STOCKHOLDER PROPOSALS
Proposals of stockholders intended for inclusion in the proxy statement to be furnished to all stockholders entitled to vote at our
2016 annual meeting of stockholders, pursuant to Rule 14a-8 promulgated under the Exchange Act by the Securities and Exchange
Commission, must be received at the Company’s principal executive offices not later than December 15, 2015. Stockholders who wish
to make a proposal at the 2016 annual meeting - other than one that will be included in the Company’s proxy statement - must notify
us between January 21, 2016 and February 20, 2016. If a stockholder who wishes to present a proposal fails to notify us by
February 20, 2016 and such proposal is brought before the 2016 annual meeting, then under the Securities and Exchange
Commission’s proxy rules, the proxies solicited by management with respect to the 2016 annual meeting will confer discretionary
voting authority with respect to the stockholders proposal on the persons selected by management to vote the proxies. If a stockholder
makes a timely notification, the proxies may still exercise discretionary voting authority under circumstances consistent with the
Securities and Exchange Commission’s proxy rules. In order to curtail controversy as to the date on which we received a proposal, it is
suggested that proponents submit their proposals by Certified Mail, Return Receipt Requested, to iRobot Corporation, 8 Crosby Drive,
Bedford, Massachusetts 01730, Attention: Secretary.

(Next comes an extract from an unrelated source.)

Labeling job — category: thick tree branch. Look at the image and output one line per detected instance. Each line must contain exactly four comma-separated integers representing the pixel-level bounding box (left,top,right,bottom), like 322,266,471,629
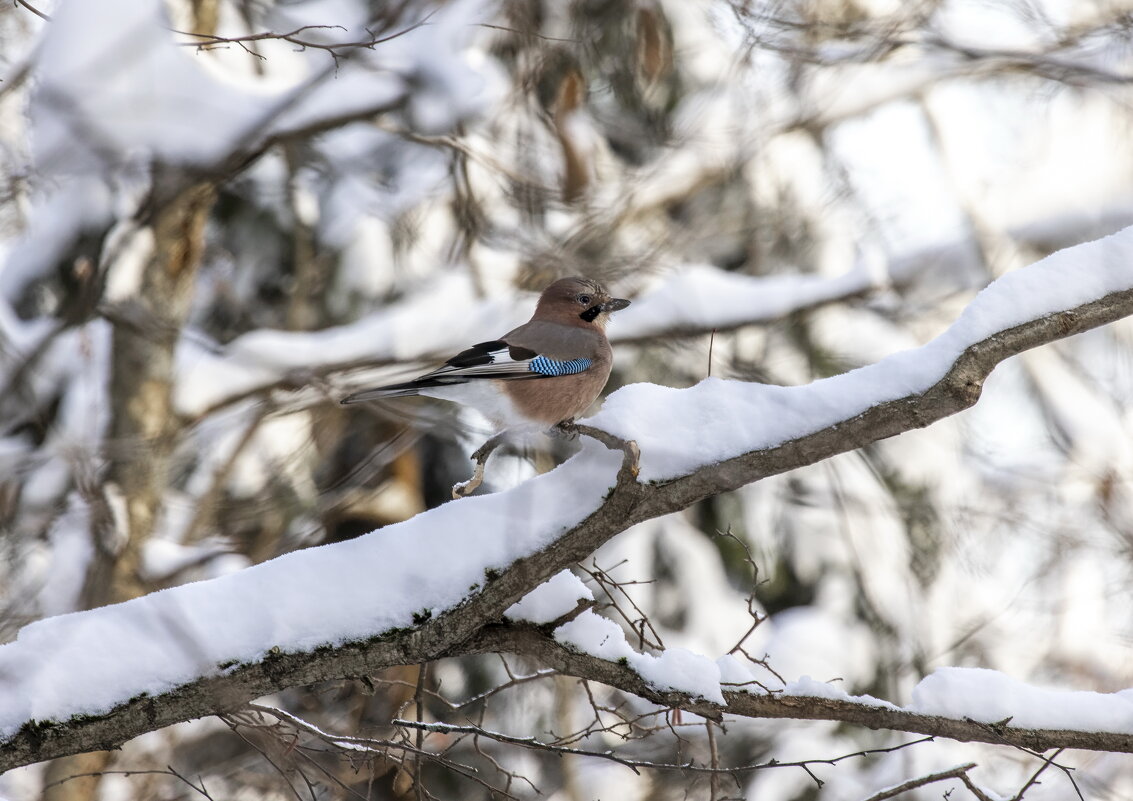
0,278,1133,770
460,624,1133,753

SECTION 16(a) BENEFICIAL OWNERSHIP REPORTING COMPLIANCE
Section 16(a) of the Exchange Act requires our directors, executive officers and persons who own more than ten percent of a
registered class of our equity securities to file reports of ownership and changes in ownership with the Securities and Exchange
Commission. Such persons are required by regulations of the Securities and Exchange Commission to furnish us with copies of all
such filings. Based solely on our review of copies of such filings we believe that all such persons complied on a timely basis with all
Section 16(a) filing requirements during the fiscal year ended December 27, 2014, except that Ms. Stacy and Messrs. Sagan and
Weinstein each did not timely file a Form 4 with respect to one transaction.
EXPENSES AND SOLICITATION
The cost of solicitation of proxies will be borne by us and, in addition to soliciting stockholders by mail through its regular
employees, we may request banks, brokers and other custodians, nominees and fiduciaries to solicit their customers who have our
stock registered in the names of a nominee and, if so, will reimburse such banks, brokers and other custodians, nominees and
fiduciaries for their reasonable out-of-pocket costs. Solicitation by our officers and employees may also be made of some stockholders
in person or by mail, telephone, e-mail or telegraph following the original solicitation. We may also retain an independent proxy
solicitation firm to assist in the solicitation of proxies.